1. If the word morality means anything, and health and well-being, sickness and suffering are things that can be quantified, then all one has to do, is look at the circumstances to judge. The only problem that we are faced with when making moral decisions is information.
Example, would it be immoral for me to cut off your hand? most people might answer yes, but some might say, "well that depends". So if you were bit by a snake, and you believed that it's venom would kill you if you didn't cut off your hand and you asked me to cut it off, would that be immoral? If you believe that intention matters, then if my intention is to save your life is my causing you suffering in order to prevent an even greater suffering immoral?

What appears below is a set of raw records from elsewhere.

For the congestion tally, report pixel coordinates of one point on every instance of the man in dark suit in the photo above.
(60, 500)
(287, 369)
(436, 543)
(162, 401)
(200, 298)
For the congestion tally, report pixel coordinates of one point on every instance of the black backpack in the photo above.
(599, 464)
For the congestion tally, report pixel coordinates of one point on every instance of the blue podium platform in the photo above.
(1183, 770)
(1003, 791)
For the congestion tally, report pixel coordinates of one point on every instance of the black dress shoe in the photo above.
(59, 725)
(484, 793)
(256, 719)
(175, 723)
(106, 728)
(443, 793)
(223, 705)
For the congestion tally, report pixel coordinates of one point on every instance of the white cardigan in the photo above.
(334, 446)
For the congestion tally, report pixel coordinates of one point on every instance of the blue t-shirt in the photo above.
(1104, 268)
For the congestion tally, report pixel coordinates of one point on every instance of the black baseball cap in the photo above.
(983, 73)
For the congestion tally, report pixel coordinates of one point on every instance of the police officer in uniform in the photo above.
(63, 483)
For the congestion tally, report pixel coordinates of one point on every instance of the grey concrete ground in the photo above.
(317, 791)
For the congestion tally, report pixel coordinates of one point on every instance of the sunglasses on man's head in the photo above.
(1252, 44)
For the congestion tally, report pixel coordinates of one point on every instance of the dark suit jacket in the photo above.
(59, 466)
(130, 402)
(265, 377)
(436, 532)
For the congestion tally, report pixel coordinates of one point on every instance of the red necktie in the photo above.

Now I take you to a doctor. I show the doc a pic of the snake that bit you and he tells us that the snake wasn't poisonous, is what I did, immoral in light of new information?

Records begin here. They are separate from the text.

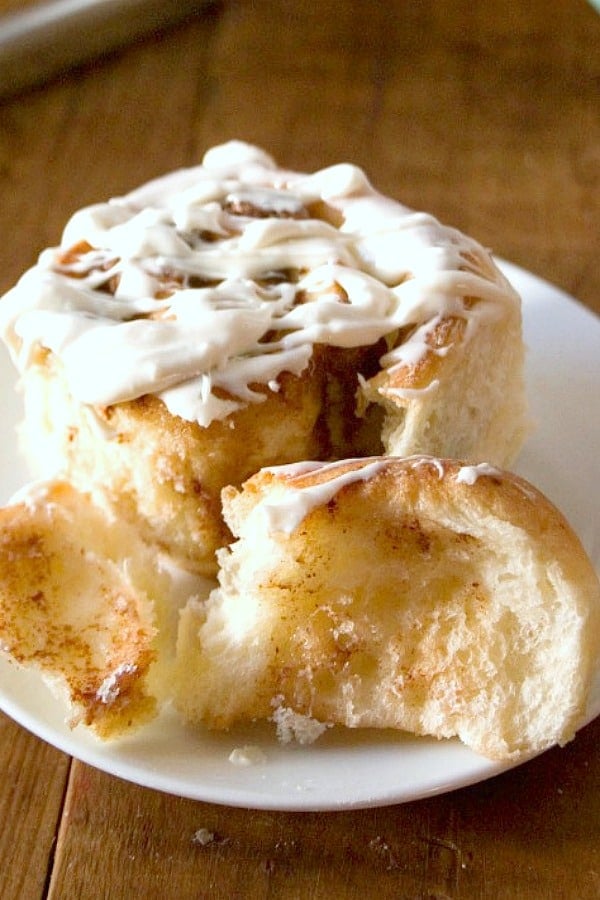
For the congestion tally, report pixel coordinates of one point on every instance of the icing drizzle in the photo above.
(207, 283)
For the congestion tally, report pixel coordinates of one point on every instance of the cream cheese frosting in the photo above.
(207, 282)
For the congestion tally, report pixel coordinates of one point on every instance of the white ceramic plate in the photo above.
(346, 769)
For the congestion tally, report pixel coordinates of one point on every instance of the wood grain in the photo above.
(485, 114)
(34, 778)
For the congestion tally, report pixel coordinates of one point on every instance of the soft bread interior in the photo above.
(412, 599)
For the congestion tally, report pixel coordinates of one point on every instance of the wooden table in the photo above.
(483, 113)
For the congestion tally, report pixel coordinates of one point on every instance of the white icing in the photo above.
(470, 474)
(248, 755)
(285, 512)
(183, 286)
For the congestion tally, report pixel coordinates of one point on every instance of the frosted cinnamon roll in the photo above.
(428, 595)
(236, 315)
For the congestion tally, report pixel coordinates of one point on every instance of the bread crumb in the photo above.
(110, 688)
(293, 726)
(248, 755)
(203, 837)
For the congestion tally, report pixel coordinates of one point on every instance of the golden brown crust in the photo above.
(426, 595)
(68, 609)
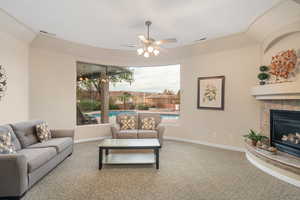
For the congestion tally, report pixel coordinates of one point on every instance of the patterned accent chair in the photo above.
(138, 132)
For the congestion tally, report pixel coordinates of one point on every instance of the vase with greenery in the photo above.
(255, 137)
(263, 75)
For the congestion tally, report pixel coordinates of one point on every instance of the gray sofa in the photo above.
(117, 133)
(33, 160)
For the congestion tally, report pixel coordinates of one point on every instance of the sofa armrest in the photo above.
(13, 175)
(58, 133)
(115, 130)
(160, 130)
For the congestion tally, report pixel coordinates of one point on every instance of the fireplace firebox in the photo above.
(285, 131)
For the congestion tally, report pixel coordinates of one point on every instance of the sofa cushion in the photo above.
(156, 117)
(6, 145)
(14, 140)
(59, 144)
(147, 134)
(26, 132)
(37, 157)
(128, 122)
(148, 123)
(131, 121)
(43, 132)
(127, 134)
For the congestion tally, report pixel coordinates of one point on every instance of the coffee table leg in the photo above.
(100, 158)
(157, 158)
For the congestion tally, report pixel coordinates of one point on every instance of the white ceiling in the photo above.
(113, 23)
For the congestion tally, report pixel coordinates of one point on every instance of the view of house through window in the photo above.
(103, 92)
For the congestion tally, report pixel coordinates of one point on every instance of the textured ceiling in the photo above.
(113, 23)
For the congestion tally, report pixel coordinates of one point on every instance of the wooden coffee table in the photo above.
(129, 158)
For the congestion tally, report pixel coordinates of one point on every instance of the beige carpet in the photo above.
(187, 171)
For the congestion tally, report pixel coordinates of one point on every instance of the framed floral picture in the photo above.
(211, 92)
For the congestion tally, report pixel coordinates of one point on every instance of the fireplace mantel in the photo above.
(279, 91)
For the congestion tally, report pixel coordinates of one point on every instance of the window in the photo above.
(106, 91)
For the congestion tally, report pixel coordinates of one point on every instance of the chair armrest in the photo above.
(58, 133)
(115, 130)
(160, 130)
(13, 175)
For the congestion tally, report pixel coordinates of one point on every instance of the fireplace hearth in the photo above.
(285, 131)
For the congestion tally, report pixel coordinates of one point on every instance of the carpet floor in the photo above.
(187, 171)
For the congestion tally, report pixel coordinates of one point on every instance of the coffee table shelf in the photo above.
(108, 157)
(129, 158)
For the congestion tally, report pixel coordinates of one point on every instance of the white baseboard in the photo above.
(221, 146)
(272, 172)
(90, 139)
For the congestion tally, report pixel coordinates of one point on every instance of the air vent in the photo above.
(45, 33)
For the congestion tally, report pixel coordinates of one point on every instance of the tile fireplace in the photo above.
(285, 131)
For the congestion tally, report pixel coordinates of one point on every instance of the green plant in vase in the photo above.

The point is a simple one, the problem of morality is that that almost any action can be deemed moral in the right context, the problem is always one of information.
So in order to determine the right or wrong of a situation we have to know the context of the situation that the people in it understood. Now that doesn't forgive outright ignorance. If you do something and you had an obligation to understand it and you chose not to, and it lead to the harm of others, that would, in most cases I can think of, be immoral.
What about people that derive pleasure from hurting themselves? Who am I to say that they are wrong. Again, if hurt and pain have any meaning, it's because they can lead to bad outcomes. if you subjectively feel pleasure causing yourself harm, than you are objectively causing yourself harm, then it is immoral.
Again, the same goes for someone deriving pleasure from causing others pain, logically, we prefer to avoid pain more than we wish to experience pleasure. My evidence? If a woman has a husband who treats her like a queen 29 days out of each month and spend the other day beating her for the entire day, would she call that "good"? Most healthy people would say no. There is plenty of evidence that demonstrates that avoiding pain is preferable to experiencing happiness, so my avoiding pain trumps another persons experiencing pleasure at my expense (again generally speaking)
You can ask who am I to say that these ideas are true. I would simply respond, that if the word moral, happiness and suffering have any meaning, the evidence to its truth speaks for itself independent of what I think about it.